We learned a lot about the Case-Shiller Index last week. Admittedly, we have not placed much faith in this particular index for the following reasons. First, it analyzes metropolitan area statistics. If you haven’t figured it out by now, we’re much more into neighborhood-level data, as we have found that neighborhoods truly are their own micro-markets, each behaving in their own way. Another reason we did not give Case-Shiller much credit is because they leave out condos, TIC’s, stock cooperatives, and lofts. The index is based upon single family home sales only. This is a big drawback.
- Your detective has arrived.
Despite these shortcomings, we read through the 40 page document describing the Case-Shiller methodology. There is certainly value in what they are attempting to do.
In short, they look at the sales price of a recently sold home and compare it to the previous sale of that same home. This allows them to see whether the home appreciated or depreciated, and at what rate. Comparing the home to itself controls for factors that can dirty data when comparing homes against other homes. When a particular home has a previous sale to which it can be compared, this called a “matched pair“. Case-Shiller takes thousands of matched pairs to come up with their overall metropolitan area (MSA) trend. The other brilliant thing about Case-Shiller is that they discard sales of homes that took place off-market, that were flipped (two sales too close together), and that had gains from major renovation projects or significant added square footage.
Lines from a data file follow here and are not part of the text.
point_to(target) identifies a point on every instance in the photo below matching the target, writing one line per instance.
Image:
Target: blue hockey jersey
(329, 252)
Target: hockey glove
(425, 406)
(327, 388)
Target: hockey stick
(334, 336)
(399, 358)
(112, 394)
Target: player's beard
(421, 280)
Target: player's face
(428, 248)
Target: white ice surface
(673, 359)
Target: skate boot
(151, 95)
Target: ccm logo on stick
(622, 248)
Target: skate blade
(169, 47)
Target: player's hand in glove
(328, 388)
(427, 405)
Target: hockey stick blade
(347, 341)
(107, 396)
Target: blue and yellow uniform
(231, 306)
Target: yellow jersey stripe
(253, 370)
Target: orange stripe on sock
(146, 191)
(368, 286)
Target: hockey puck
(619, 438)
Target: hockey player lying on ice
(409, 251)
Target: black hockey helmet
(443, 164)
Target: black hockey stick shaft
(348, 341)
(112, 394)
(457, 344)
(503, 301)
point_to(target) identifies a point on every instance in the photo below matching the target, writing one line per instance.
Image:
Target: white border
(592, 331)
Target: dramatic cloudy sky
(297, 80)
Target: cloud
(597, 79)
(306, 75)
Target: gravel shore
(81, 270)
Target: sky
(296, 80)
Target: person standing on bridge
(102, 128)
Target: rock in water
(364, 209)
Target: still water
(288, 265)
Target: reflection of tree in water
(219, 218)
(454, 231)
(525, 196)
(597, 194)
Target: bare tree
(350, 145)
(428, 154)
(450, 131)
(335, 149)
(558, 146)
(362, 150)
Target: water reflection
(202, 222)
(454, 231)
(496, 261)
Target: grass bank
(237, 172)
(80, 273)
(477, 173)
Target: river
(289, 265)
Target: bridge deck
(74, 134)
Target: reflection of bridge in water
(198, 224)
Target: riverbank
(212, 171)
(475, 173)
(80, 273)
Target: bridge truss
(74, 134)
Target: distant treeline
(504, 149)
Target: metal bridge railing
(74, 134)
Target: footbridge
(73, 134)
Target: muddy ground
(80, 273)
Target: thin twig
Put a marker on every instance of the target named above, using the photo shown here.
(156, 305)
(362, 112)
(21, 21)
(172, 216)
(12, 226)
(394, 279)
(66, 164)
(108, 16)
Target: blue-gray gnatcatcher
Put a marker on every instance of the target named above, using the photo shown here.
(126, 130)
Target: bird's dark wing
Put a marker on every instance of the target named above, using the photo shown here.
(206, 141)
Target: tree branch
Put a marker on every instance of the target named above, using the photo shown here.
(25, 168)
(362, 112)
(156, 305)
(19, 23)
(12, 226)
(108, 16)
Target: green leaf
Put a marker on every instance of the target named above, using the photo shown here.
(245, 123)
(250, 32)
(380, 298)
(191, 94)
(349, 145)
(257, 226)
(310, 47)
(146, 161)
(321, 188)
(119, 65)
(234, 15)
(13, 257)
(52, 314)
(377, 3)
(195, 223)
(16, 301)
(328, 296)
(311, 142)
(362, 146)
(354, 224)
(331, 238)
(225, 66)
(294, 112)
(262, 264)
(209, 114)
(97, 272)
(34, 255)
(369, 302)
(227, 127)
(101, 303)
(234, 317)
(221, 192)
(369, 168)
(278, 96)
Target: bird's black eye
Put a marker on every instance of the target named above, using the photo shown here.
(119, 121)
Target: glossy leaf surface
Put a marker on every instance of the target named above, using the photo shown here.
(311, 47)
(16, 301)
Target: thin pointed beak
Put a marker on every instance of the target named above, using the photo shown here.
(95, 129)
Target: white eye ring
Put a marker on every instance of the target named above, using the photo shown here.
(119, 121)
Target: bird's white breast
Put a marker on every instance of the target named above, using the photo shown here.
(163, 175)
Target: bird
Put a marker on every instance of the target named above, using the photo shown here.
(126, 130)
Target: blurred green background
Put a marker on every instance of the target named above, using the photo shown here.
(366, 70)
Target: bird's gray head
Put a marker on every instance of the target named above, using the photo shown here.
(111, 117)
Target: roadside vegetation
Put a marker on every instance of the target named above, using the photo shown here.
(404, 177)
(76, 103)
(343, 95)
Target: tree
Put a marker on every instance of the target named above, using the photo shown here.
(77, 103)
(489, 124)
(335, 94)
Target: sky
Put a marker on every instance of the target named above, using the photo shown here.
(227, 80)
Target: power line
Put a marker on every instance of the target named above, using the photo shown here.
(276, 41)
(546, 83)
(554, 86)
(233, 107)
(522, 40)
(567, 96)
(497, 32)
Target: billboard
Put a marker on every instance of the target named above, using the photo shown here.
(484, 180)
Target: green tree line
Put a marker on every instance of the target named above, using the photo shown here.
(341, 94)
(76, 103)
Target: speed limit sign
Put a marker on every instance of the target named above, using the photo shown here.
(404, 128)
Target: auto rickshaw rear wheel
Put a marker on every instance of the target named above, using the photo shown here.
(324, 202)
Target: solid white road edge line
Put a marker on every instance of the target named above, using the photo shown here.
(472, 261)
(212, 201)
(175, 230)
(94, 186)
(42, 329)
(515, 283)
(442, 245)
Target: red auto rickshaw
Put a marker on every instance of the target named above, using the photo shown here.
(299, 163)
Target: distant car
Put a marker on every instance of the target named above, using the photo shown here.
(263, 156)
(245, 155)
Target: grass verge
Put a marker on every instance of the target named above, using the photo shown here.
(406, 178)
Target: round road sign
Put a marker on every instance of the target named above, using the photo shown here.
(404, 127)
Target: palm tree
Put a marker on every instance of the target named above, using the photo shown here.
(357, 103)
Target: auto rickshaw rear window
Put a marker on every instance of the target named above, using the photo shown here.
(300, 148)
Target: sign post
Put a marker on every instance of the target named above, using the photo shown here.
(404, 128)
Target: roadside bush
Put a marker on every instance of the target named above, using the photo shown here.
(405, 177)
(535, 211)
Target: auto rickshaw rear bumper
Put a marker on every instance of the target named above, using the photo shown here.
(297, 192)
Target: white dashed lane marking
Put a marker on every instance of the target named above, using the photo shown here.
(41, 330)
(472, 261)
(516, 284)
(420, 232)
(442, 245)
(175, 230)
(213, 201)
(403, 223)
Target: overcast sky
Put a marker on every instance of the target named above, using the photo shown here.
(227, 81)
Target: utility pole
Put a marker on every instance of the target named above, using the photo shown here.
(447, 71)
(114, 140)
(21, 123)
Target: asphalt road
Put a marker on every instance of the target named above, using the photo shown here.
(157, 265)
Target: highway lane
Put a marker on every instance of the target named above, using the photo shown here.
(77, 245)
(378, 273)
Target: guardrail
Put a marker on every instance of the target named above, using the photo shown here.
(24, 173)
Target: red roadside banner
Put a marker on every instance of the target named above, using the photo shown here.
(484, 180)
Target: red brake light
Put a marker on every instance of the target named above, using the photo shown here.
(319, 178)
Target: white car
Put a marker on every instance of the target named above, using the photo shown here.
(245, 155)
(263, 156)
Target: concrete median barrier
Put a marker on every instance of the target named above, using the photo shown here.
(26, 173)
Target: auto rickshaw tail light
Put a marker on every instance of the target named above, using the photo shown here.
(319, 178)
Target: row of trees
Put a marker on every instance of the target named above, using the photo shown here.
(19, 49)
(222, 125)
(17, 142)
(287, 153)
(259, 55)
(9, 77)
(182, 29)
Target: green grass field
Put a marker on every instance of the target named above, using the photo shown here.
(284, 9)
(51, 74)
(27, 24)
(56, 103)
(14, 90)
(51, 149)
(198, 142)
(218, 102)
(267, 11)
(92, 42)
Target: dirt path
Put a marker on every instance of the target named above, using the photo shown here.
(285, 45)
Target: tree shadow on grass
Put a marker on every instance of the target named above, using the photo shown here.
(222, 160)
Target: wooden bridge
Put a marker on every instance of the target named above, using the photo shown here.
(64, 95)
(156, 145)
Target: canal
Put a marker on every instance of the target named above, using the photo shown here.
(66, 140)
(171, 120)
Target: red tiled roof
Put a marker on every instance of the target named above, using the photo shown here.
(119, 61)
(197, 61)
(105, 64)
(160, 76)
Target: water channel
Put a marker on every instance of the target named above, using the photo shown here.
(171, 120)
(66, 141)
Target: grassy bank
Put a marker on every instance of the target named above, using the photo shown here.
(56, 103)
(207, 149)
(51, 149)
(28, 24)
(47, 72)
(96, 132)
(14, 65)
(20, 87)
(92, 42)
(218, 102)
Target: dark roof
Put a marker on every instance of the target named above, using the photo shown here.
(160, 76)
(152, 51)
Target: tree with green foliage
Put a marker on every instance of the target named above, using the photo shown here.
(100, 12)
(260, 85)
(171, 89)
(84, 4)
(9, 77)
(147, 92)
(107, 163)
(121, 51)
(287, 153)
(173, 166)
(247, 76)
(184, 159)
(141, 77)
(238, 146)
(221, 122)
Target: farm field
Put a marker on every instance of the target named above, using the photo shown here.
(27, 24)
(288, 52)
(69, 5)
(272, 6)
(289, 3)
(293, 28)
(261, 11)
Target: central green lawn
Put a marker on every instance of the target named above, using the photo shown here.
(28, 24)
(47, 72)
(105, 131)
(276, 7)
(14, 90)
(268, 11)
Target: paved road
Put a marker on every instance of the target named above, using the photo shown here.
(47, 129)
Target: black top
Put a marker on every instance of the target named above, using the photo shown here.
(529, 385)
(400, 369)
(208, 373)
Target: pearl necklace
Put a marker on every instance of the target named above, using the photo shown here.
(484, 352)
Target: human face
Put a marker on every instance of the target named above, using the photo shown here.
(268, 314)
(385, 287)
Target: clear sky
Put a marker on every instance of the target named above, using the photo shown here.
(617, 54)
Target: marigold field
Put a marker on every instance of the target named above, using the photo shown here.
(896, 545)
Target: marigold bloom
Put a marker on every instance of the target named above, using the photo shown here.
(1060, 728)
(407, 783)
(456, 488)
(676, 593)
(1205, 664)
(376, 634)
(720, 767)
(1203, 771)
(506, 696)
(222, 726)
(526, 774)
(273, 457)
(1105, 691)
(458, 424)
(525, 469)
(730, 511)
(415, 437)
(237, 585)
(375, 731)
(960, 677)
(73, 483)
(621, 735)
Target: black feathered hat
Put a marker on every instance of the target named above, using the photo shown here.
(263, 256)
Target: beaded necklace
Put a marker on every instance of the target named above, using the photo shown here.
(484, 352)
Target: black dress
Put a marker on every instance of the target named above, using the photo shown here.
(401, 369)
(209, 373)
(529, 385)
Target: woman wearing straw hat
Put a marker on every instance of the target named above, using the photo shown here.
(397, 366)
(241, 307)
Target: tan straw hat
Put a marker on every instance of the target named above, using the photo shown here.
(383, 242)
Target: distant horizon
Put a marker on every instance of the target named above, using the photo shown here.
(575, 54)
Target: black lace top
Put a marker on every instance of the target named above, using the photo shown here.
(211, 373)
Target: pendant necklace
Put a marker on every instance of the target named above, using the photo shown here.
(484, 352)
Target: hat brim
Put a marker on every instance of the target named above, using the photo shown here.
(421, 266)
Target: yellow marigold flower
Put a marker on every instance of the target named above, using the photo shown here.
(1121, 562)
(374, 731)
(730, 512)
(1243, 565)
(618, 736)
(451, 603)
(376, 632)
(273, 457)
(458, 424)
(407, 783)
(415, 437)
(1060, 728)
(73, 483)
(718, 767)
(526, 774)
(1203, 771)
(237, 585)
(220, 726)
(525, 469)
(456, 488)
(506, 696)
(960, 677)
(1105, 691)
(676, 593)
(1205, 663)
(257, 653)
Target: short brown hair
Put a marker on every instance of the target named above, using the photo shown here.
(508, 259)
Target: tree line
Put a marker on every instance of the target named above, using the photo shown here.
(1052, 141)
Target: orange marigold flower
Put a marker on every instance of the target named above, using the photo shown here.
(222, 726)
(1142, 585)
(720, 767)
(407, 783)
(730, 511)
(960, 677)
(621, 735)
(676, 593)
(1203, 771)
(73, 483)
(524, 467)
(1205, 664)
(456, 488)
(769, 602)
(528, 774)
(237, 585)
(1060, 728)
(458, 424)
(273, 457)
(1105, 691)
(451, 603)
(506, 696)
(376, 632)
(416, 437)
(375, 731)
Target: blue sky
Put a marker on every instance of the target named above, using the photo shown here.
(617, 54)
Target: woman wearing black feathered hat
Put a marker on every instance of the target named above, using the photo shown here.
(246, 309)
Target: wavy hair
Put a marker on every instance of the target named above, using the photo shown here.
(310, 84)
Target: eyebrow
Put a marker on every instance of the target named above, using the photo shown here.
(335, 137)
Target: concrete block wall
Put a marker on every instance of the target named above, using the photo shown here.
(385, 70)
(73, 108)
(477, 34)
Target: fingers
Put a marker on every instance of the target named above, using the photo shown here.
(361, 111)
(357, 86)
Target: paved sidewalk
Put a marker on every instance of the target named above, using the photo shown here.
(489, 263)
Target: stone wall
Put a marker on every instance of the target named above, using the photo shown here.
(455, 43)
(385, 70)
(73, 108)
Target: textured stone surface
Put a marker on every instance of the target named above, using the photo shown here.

Do they go through each listing manually to verify this? This answer is no. There is an algorithm that decides which matched pairs to keep and which ones to discard.
Case-Shiller does offer zip-code level based data. We called the provider (Fiserv) to purchase it so we could report on it and give it to you. However, only institutions can purchase the data and furthermore, they cannot reproduce or share the data with anyone else (per the user license).
SO – what we’ve done is come up with our own methodology, drawing from the positive aspects of the Case-Shiller Index and applying it to our micro-markets here in San Francisco. We’ll be reporting on each neighborhood as we go through them one by one. Is this painstaking? You bet. But we are in search of truth. And that’s what the series will be called… “In Search of Truth”.